Artadi constructs a ‘probability of survival’ variable for each country and month based on 1) whether that month was part of the rainy season, 2) whether that month was a high risk month for famine, 3) a fixed effects dummy for each mother, and 4) demographic characteristics. After calculating the fitted values of the expected survival rate (E[Surv]) for each month in each country, she creates another variable which measure the loss of infant health due to being born in a poor month (LossE[Surv]_m,c=max(Surv)_c-E(Surv)m,c). She then constructs a ‘Tradeoff_c’ variable which measures the difference between the expected survival rate during the high labor demand season (harvest) and the expected survival rate during the low labor demand season (non-harvest). Artadi runs a regession of ‘LossE[Surv]_m,c’ on ‘Tradeoff_c’, and demographic variables to see if citizens in countries whose low infant mortality months coincide with the harvest season choose poor survival months more frequently.
Artadi presents persuasive evidence that the sacrifice of potential income is the major reason why births would be concentrated in high infant mortality months. Although she had some technical problems (incorrect standard errors), her specifications of the model to check for robustness were convincing.
Significance of the Paper
While this paper provides a good description of the tradeoffs Sub-Saharan African women face in childbirth decisions, it does not offer any policy options for improving the welfare of these societies. Changing agricultural cycles is infeasible; most families already have some access to family planning (whether modern contraceptives or more traditional methods). In my opinion, the best means to decrease infant mortality in developing countries is to improve overall GDP/capita (easier said than done).
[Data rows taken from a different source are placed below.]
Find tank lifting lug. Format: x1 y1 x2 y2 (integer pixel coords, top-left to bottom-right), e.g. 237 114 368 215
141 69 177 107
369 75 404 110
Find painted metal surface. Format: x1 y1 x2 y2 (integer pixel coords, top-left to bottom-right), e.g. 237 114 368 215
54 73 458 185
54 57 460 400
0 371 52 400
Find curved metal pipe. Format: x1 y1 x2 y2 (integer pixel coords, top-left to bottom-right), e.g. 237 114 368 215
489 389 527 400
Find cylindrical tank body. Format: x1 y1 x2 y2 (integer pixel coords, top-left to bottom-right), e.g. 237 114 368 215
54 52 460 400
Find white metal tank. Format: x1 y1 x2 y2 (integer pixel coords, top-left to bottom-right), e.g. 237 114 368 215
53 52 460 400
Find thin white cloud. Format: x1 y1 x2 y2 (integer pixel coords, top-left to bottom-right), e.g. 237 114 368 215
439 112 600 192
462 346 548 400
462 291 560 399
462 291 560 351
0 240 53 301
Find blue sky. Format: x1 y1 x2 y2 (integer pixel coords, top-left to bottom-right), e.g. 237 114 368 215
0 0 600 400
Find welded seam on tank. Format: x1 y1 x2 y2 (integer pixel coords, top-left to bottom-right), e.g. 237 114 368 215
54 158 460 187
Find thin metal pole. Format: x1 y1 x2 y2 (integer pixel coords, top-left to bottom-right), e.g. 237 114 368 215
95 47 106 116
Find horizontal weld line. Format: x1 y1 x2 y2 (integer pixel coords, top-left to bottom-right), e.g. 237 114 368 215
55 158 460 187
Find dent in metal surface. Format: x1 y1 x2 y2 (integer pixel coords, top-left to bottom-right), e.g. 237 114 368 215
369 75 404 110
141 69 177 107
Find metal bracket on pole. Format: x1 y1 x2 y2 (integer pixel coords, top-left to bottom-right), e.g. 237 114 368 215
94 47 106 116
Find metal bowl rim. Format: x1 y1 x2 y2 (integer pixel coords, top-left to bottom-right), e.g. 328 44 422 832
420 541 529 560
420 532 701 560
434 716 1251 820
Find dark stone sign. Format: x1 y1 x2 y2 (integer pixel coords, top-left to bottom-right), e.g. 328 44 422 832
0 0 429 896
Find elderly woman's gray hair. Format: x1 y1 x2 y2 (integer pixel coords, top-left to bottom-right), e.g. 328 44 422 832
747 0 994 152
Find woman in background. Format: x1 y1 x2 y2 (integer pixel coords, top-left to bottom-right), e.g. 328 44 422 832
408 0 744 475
Increasing incomes above subsistence levels will: 1) allow families to save so they will not go hungry if they decide to have a baby during harvest time 2) increase the available amount of money in a country to be spent on education and literacy which will help women become more knowledgeable about their health and 3) facilitate a demographic transition where more resources are devoted to each child. As an example India’s GDP has been growing steadily since 2000 and its infant mortality rate has decreased from 64.9 deaths/1000 live births in 2000 to 56.3 deaths/1000 live births in 2005. Further, the most famous micro-credit organization, Grameen Bank, claims that its small loans have lifted 50% of its members above the poverty line. In a report by H. I. Latifee in 2003, infant mortality decreased by 34% among Grameen Bank members. While part of this effect may be due to the educational programs Grameen offers, much is certainly attributable to the increase in income.